3. Situation juridique dans l'Union européenne
Actuellement, le droit communautaire ne connaît pas de réglementation spécifique sur les ressortissants d'Etats tiers en séjour irrégulier qui souhaiteraient travailler dans l'espace UE. Concernant les sans-papiers, la directive 2009/52/CE9 oblige cependant les Etats membres de l'UE à interdire l'emploi de ressortissants de pays tiers en séjour irrégulier. Mais en vertu de l'art. 3, al. 3, de la dite directive, un Etat membre peut prévoir dans sa législation nationale des dérogations pour les ressortissants de pays tiers en séjour irrégulier dont l'éloignement a été reporté et qui sont autorisés à travailler conformément au droit national.
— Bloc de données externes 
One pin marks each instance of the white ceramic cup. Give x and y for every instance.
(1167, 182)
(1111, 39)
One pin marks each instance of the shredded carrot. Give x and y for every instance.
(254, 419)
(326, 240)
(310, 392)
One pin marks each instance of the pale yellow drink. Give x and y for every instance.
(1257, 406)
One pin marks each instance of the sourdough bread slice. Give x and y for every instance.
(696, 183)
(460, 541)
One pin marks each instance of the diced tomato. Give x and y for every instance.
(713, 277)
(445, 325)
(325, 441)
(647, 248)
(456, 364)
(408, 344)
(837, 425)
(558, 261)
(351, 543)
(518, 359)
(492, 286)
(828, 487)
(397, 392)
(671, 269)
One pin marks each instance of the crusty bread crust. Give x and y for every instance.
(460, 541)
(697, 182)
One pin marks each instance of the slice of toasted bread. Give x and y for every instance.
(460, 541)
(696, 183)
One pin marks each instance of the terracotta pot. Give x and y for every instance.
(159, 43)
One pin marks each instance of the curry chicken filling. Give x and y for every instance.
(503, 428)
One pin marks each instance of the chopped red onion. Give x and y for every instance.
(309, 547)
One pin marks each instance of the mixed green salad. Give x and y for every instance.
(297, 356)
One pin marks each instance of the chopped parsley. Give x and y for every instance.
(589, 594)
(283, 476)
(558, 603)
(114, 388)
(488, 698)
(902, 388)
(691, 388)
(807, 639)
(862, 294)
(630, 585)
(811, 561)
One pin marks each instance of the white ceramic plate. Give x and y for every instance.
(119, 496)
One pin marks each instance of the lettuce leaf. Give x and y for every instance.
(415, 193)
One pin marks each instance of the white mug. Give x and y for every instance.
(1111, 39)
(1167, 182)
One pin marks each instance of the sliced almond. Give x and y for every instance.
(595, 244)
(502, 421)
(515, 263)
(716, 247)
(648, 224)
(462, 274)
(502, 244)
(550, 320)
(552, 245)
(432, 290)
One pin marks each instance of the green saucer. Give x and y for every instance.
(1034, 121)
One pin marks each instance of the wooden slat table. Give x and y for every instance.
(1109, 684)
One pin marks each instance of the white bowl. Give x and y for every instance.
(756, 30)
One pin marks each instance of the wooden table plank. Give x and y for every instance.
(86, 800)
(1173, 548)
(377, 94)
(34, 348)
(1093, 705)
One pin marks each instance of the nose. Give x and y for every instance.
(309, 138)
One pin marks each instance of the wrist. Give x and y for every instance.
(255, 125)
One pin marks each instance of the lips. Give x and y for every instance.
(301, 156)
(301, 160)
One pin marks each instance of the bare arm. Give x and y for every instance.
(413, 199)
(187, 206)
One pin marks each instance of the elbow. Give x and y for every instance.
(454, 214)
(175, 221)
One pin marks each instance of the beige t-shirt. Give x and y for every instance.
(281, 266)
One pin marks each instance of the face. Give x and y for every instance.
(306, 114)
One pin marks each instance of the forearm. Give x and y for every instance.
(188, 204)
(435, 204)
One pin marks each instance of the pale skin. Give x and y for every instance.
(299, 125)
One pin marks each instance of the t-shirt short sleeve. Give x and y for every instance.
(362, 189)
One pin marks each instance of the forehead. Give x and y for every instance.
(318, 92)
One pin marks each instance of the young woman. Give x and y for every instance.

7 Peter Uebersax et al. (éd.) Ausländerrecht - Eine umfassende Darstellung der Rechtsstellung von Ausländerinnen und Aus- ländern in der Schweiz, 2e édition, Bâle 2009, p. 410 / N 9.112 ss. 8 http://www.bfm.admin.ch/content/dam/data/migration/rechtsgrundlagen/weisungen_und_kreisschreiben/weisungen_auslaender bereich/verfahren_und_zustaendigkeiten/1-verfahren-zustaendigkeiten-f.pdf 9 Directive 2009/52/CE du Parlement et du Conseil du 18 juin 2009 prévoyant des normes minimales concernant les sanctions et les mesures à l'encontre des employeurs de ressortissants de pays tiers en séjour irrégulier, JO n˚ L 168, p. 24.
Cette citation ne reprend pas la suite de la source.